On Aug. 13, portions of Grayson County received just under nine inches of rain during overnight storms that flooded many low lying areas and developments along creeks and tributaries. A second storm system on Aug. 16 brought an additional four inches of rain to portions of the county.


Texas State Climatologist John Neilsen-Gammon said the recent weather represents a trend of late summers and early falls being wetter than the historic average. Neilsen-Gammon attributed the unseasonable weather to stalled systems in the area that have displaced a high-pressure ridge that typically leaves the region dry and warm throughout the summer.


While the state has received about the same amount of rain it normally does for this time of year, Neilsen-Gammon said it has mostly been concentrated in North Texas. Hurricane Harvey, which is expected to bring rainfall totals that will be measured in feet in the coming days will likely shift that balance.

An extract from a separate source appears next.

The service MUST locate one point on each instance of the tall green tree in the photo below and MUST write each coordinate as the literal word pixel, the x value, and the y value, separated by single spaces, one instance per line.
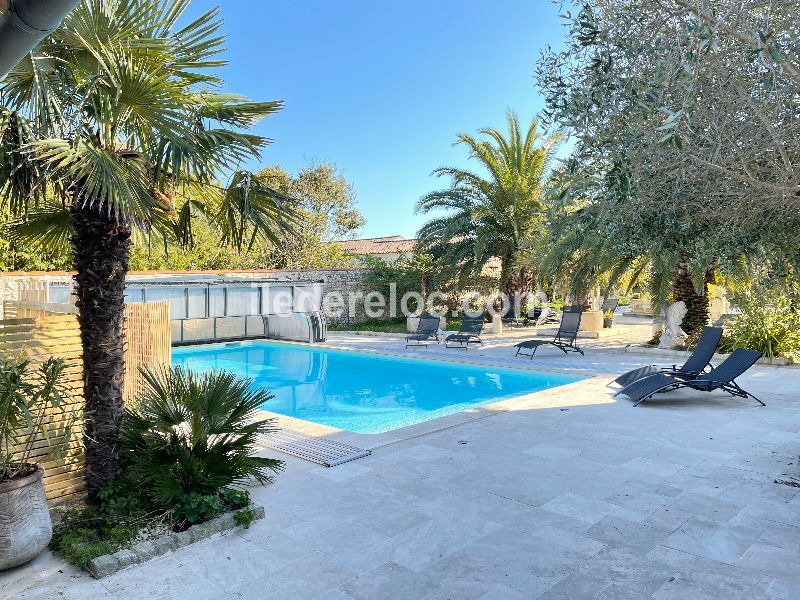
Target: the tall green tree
pixel 493 212
pixel 114 116
pixel 684 114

With conditions typically dry, Gammon said the soil can typically take about four to five inches of rain before the rest is lost to runoff. This runoff then helps contribute to the levels and ultimate health of local reservoirs and streams, he said.


By Friday afternoon, the elevation of Lake Texoma stood at 617.86 feet, with 3.06 percent of the flood pool full. Any elevations above 616.86 feet enter into the lake’s flood pool, a portion of the lake dedicated to averting flooding situations.


Moving forward with the rest of August, Bain said the region’s weather patterns will start to return to normal.


Despite a 20 to 30 percent chance of rain remaining in the forecast for the weekend, Bain said they will likely be more scattered showers and will not have the same impact as previous storms.


In its weekly water update, which was released Monday, the Texas Water Development Board said only 1 percent of the state is currently in a state of drought. This is down from 4 percent a week ago and 6 percent three months ago.


“More rain = more improvement in drought conditions with drought now erased in the Panhandle,” Robert Mace, TWDB deputy executive water science and conservation administrator, said in the report. “Projections suggest a drought-free Texas by December, if not sooner.”